В этих работах многослойность семантическая находит свое визуальное пространственное воплощение: это уже не процесс разъятия и распространения-развертывания фотографии в плоскости, но начинается тонкое, лепесток за лепестком, медленное, как у реставратора, расслаивание целостности формы в поисках ее сердцевины. В этот момент происходит неожиданное: происходит развоплощение реальности на фотографии до состояния призрачной субстанции, тени, которая еще присутствует в зале, но уже потеряла весомость вещественной оболочки.

Совершив это путешествие на Запад, Владимир Куприянов возвращается к темам российским: крепостные башни сталинских высоток в Москве, мерцающие парадные залы дворца Эрмитажа…


Вид экспозиции «Тень времени. Владимир Куприянов» в галерее POP/OFF/ART, Москва

В персональных выставках, срежиссированных самим Куприяновым, не было разделения на романтический и соцартовский концептуальный этапы; очень часто вещи, созданные в концептуально-документалистской манере, и объекты-призраки соседствовали, контрастом соприсутствия усилия остроту и горечь запечатленной социореальности современников «Пушкина», «Родионовых» и других проектов на основе снимков из авторского фотоархива художника. В этом же соседстве хрупкость развоплощенных многослойных исчезающих работ становилась еще более очевидной.

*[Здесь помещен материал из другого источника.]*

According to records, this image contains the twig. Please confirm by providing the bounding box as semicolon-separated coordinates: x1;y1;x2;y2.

Возвращение к заметкам и идеям Владимира Куприянова, многие из которых так и остались в проектах, дело будущего, его следующих выставок, верю, уже музейных.


Вид экспозиции «Тень времени. Владимир Куприянов» в галерее POP/OFF/ART, Москва

Стоит упомянуть, что, создавая свои трехмерные прозрачные объекты, Куприянов не стремился к созданию фото-скульптуры, материальной трехмерной доминанты в пространстве. Его фотографические инсталляции другой интенции: проникающий сквозь них свет меняет пространство вокруг них, они — инсталляционные центры пустоты зала, завихрения потоков отблесков и теней. Подобно терменвоксу, призрачные работы Куприянова заставляют пространство вибрировать, выявляя его частотность и пробуждая в зрителях воспоминания о вечном, которому, кажется, мы не принадлежим.